The cane goes through a crusher that squeezes out the juice and sends the pulp out the other side. The pulp is carted off to be used in the incinerator.
The incinerator heats the juice. Each tub gets closer and closer to the heat source and hotter and hotter.
The juice comes through a pipe to the first tub. When it comes up to a certain temperature, it is hand ladled into the next tub. This process is repeated until it comes to a boil in the last tub.
From the last tub it is piped into the fermentation tanks, where it is left for three or so days. Doesn’t it look like a good place to get tetanus?
In the distilling process, the alcohol is vaporized, separated from the methanol (which is what makes you go blind drinking bad moonshine), and then captured and returned to liquid form. From the time they harvest the sugar cane until it is bottled as rum takes 7 days. Seven days! They only make white rum and it is not barrel aged or anything to add flavor. It is really quite interesting. It’s too bad the rum tastes like crap. I mean, it is seriously bad. We were allowed to drink unlimited samples. Between the six of us, we may have drank one sample, but I doubt it. Everyone likened it to drinking paint stripper. However, when I surveyed the locals I’ve met about it, all but very few drink Rivers rum. It must be really cheap. We honestly don’t know, because none of us were interested enough to ask how much it sells for. If we see the 80%+ alcohol content bottles in the grocery store, I may pick one up. I bet it will kill fish super fast when sprayed in their gills! It might also be good for cleaning winches.
I thought this was cool even seen through the rain. It is a community mud oven still used today for baking bread.
And here is what pineapples look like when they are growing alongside the road.
Shademan pulled up to a post office and said we are having lunch here. We all laughed, as we thought he was kidding. He wasn’t kidding. We entered the post office building and found a table set for us with a buffet style meal laid out. A wall separated the post office, though, so we weren’t truly eating in the post office. We had chicken and/or fish in a brown gravy, peas and rice, and potato salad. It was delicious and we commended Shademan on his choice.
We drove up to Crater Lake. The temperature dropped majorly and we were in the clouds. I was actually chilly, which is a pleasant change. Shademan asked for some potato chips, which he tossed in the water and a swarm of hungry fish immediately came to the surface.
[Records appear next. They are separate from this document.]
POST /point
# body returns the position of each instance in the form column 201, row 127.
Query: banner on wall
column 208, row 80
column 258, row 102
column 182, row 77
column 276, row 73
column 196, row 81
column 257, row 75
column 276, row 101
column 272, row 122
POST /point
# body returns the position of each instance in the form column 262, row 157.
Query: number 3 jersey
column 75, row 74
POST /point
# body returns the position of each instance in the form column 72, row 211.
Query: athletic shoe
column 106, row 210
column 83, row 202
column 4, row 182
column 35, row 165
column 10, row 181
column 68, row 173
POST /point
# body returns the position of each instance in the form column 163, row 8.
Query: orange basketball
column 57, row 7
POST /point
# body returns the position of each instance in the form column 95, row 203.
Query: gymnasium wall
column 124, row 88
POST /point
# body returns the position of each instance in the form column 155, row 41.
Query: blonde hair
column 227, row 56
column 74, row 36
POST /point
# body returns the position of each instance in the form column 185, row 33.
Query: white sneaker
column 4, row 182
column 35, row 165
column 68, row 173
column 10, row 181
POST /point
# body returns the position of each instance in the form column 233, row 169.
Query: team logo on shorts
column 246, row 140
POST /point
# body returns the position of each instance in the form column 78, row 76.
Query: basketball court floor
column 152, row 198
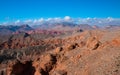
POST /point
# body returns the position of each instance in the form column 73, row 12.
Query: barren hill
column 88, row 52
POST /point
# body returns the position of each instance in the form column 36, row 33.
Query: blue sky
column 25, row 9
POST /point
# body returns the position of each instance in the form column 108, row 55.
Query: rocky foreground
column 90, row 52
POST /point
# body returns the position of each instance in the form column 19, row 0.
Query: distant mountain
column 5, row 30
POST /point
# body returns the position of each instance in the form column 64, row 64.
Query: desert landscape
column 59, row 37
column 78, row 50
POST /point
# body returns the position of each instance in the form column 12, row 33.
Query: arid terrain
column 62, row 50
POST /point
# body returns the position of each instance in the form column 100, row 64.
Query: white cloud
column 17, row 22
column 41, row 20
column 28, row 21
column 91, row 21
column 67, row 18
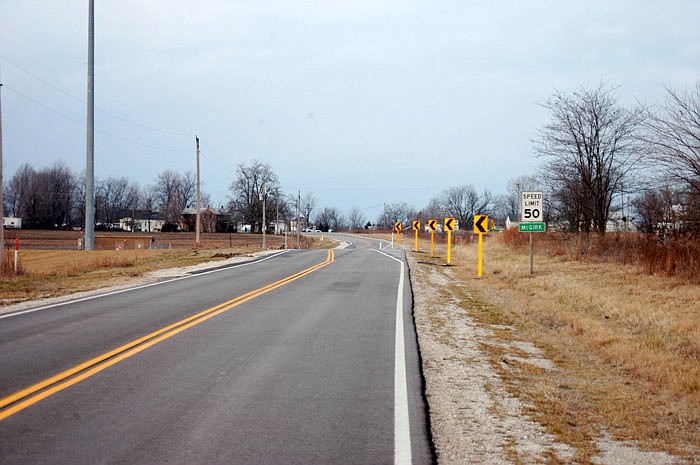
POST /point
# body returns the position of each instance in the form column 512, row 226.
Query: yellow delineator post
column 416, row 228
column 449, row 227
column 432, row 225
column 481, row 226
Crater Lake is the major water supply for the island of Grenada. The lake doesn’t look all that big, but it is supposed to be very deep. American divers tried to measure it, but couldn’t find the bottom. No one is allowed to swim in it because it is considered too dangerous. We are in the rainy season now and we are getting rain almost daily, which must keep the lake topped up, but there doesn’t seem to be much danger of it going dry in the dry season.
From Crater Lake, we drove down to Concord Falls. We were going to swim here, but it poured down rain most of the day. This caused dirty water to rush into the pool at the bottom. Yuck. Maybe another day.
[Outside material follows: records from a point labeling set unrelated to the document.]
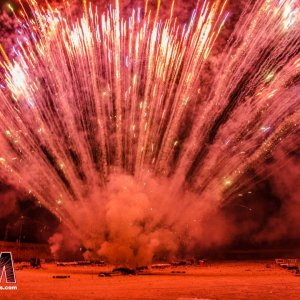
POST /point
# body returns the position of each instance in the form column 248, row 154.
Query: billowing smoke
column 135, row 222
column 285, row 177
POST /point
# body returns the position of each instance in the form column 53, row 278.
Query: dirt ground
column 218, row 280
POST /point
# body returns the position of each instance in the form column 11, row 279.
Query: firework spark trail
column 246, row 105
column 90, row 99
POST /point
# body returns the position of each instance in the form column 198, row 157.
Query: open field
column 219, row 280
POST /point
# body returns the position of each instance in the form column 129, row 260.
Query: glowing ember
column 104, row 122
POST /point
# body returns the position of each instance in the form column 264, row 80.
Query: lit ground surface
column 221, row 280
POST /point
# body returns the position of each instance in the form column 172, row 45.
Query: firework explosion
column 105, row 122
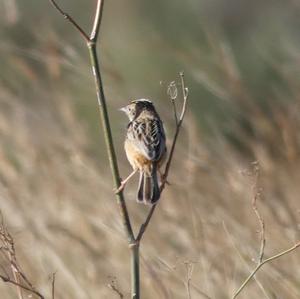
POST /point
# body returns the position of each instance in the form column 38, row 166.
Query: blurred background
column 242, row 66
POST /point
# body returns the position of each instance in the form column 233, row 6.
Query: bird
column 145, row 147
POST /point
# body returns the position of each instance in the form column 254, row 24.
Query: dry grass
column 57, row 200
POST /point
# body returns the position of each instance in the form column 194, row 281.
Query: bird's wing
column 149, row 137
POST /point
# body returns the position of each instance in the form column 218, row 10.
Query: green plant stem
column 135, row 271
column 108, row 140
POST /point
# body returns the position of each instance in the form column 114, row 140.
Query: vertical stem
column 135, row 271
column 108, row 140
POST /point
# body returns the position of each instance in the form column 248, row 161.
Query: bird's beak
column 123, row 109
On our way back to Hartman Bay, we passed the old airport. It is closed and replaced by the airport in St Georges. In 1979 Russia and Cuba came into Grenada at the will of Maurice Bishop, who led a coup and overthrew Prime Minister Eric Gairy while he was traveling in the US. Bishop led a small group that wanted the country to join the Communist party. Gairy, supported by the majority of Grenadians, asked for the help of the US to regain democratic control of the country. When we ousted the Russians and Cubans, Fidel Castro had two planes on the island.
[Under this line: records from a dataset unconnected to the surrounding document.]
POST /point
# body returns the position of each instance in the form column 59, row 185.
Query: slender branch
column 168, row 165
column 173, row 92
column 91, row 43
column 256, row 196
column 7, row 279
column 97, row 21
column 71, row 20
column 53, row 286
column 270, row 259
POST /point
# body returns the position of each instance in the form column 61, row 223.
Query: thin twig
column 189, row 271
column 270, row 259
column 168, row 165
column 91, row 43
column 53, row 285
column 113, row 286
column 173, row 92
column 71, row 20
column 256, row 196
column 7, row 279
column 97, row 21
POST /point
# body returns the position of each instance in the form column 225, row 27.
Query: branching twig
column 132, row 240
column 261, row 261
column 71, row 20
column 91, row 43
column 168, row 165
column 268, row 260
He asked for them back and was denied. The Grenadian government left the planes to rot and they still sit there today amongst the goats. That was a long story made very short, but the effect is that Grenadians really like Americans and are some of the friendliest people we have met on our travels. The lady in the picture at the top of the page runs Shademan’s favorite beer stop and is just such a nice person. She even let the ladies inside her house to use her restroom. From politics to potty in one paragraph. Haha!